CT Scan for dolphin
In a fish-out-of-water adventure, a 400-pound dolphin was trucked from Brookfield Zoo to Loyola University Medical Center for tests Tuesday evening.
More than two dozen keepers and veterinarians were involved in moving the dolphin -- which is actually a mammal -- so that zoo officials could use the hospital's CT scan machine to check the dolphin's lungs.
At eight-and-a-half-feet long, this was a Loyola visitor bigger than your average outpatient. The female dolphin arrived in the back of a yellow rental truck, escorted by zoo police in a two-and-a-half mile trip from Brookfield to Maywood.
She entered through the loading dock, her whistles and clicks echoed through the hospital's hallways. No one asked for her insurance card.
"How many dolphins have you done?" someone asked CT technician Willie Gandy.
"This is my first,'' he responded.
Fin made for a tight fit
Loyola officials had just one question when the zoo asked to use their machine: Would she fit?
The answer: Kind of -- her dorsal fin proved a bit tricky, but her body entered the CT scan far enough to check a lesion in her lung.
At the zoo, workers wrestled the 12-year-old dolphin, named Kaylee, out of the water and into a sling, then placed her in the truck.
Kaylee's keepers discovered the lesion following an unsuccessful pregnancy that ended with the premature death of Kaylee's calf in October.
Brookfield veterinarian Tom Meehan said the animal likely inhaled something, perhaps food, through her blowhole, causing the lesion.
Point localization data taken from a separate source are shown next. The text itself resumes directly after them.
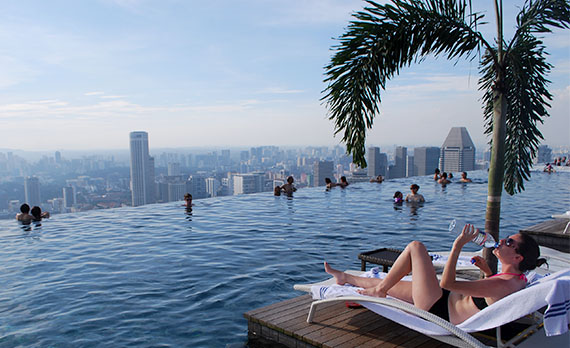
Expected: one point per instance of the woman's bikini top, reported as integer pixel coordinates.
(480, 302)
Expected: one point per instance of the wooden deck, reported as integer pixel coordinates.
(551, 234)
(334, 325)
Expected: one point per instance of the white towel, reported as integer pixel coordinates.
(557, 314)
(552, 290)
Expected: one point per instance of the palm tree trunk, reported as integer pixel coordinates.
(496, 170)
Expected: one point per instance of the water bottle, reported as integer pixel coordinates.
(481, 239)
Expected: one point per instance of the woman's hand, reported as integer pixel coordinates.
(480, 262)
(467, 234)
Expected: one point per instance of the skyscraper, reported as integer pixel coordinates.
(142, 170)
(457, 152)
(322, 170)
(377, 162)
(426, 159)
(398, 170)
(32, 190)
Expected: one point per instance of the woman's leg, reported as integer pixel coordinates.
(423, 291)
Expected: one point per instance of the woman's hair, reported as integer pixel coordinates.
(37, 212)
(530, 252)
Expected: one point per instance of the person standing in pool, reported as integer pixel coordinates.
(415, 197)
(37, 214)
(330, 184)
(188, 200)
(436, 175)
(464, 177)
(288, 188)
(24, 214)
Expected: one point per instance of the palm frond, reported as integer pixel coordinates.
(384, 39)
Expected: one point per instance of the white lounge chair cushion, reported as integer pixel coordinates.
(552, 291)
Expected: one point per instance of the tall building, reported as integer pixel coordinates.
(398, 170)
(173, 169)
(457, 153)
(248, 183)
(142, 170)
(544, 154)
(377, 162)
(322, 170)
(69, 197)
(32, 191)
(410, 167)
(426, 159)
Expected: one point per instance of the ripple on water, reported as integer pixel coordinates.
(156, 276)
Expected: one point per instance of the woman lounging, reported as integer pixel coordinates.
(451, 299)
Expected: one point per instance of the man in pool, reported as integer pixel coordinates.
(24, 214)
(415, 197)
(288, 188)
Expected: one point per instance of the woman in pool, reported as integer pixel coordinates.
(451, 299)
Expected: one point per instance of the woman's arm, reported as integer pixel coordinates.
(448, 277)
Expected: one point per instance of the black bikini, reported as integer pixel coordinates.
(441, 308)
(479, 302)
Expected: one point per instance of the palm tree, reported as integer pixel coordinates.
(385, 38)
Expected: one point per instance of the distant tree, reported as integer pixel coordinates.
(385, 38)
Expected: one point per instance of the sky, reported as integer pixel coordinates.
(81, 75)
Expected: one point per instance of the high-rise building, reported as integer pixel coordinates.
(32, 191)
(426, 159)
(142, 170)
(212, 185)
(173, 169)
(377, 162)
(544, 154)
(322, 170)
(410, 167)
(457, 153)
(398, 170)
(69, 197)
(248, 183)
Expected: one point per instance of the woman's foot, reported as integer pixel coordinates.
(339, 276)
(375, 291)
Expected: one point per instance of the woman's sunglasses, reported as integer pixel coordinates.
(511, 243)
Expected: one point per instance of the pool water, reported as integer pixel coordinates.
(156, 276)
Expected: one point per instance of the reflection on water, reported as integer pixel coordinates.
(158, 275)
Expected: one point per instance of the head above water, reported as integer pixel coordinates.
(37, 212)
(24, 208)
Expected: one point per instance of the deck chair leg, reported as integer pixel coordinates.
(312, 312)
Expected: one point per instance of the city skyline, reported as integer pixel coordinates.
(221, 74)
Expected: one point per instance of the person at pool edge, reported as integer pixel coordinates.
(24, 214)
(188, 200)
(415, 196)
(451, 299)
(38, 215)
(288, 188)
(464, 177)
(398, 198)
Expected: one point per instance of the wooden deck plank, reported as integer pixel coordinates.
(334, 326)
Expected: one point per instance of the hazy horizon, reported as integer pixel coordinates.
(82, 75)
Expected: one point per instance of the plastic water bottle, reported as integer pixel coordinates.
(481, 239)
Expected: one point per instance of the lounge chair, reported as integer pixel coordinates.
(552, 292)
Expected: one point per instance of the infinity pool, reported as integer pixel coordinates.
(155, 276)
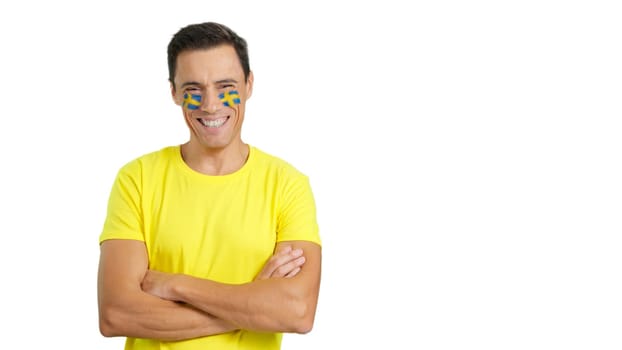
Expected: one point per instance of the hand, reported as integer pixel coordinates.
(158, 284)
(284, 263)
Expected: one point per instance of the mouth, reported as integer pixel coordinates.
(213, 123)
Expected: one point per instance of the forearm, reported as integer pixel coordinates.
(144, 316)
(275, 305)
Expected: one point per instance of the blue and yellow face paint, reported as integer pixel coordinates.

Vets have been treating it with antibiotics.
Last month, the zoo brought Kaylee to Loyola for the first time. The key to a successful hospital visit for the animal was to keep it wet, said Meehan. The workers constantly swabbed the animal with yellow sponges to keep her moist. Meehan said that while the truck was heated, dolphins are highly resistant to temperature change in short time periods because of the thick blubber that envelopes them.
Human doctors not a zoo first
"They don't lose heat through their skin like we do," he said.
The results of the CT scan will be analyzed today.
Meehan said the zoo might have used a portable cat scan but many of those typically available have been sent to New Orleans in the Hurricane Katrina aftermath.
Still, the zoo has consulted health officials in the past whose expertise is more people than critters: dentists have consulted on woodchuck teeth problems and an acupuncturist has helped sooth an aching camel.
Loyola, said Meehan, "has been wonderfully cooperative."
Two hours after Kaylee left Brookfield, she was returned to her pool and enjoyed a fish dinner.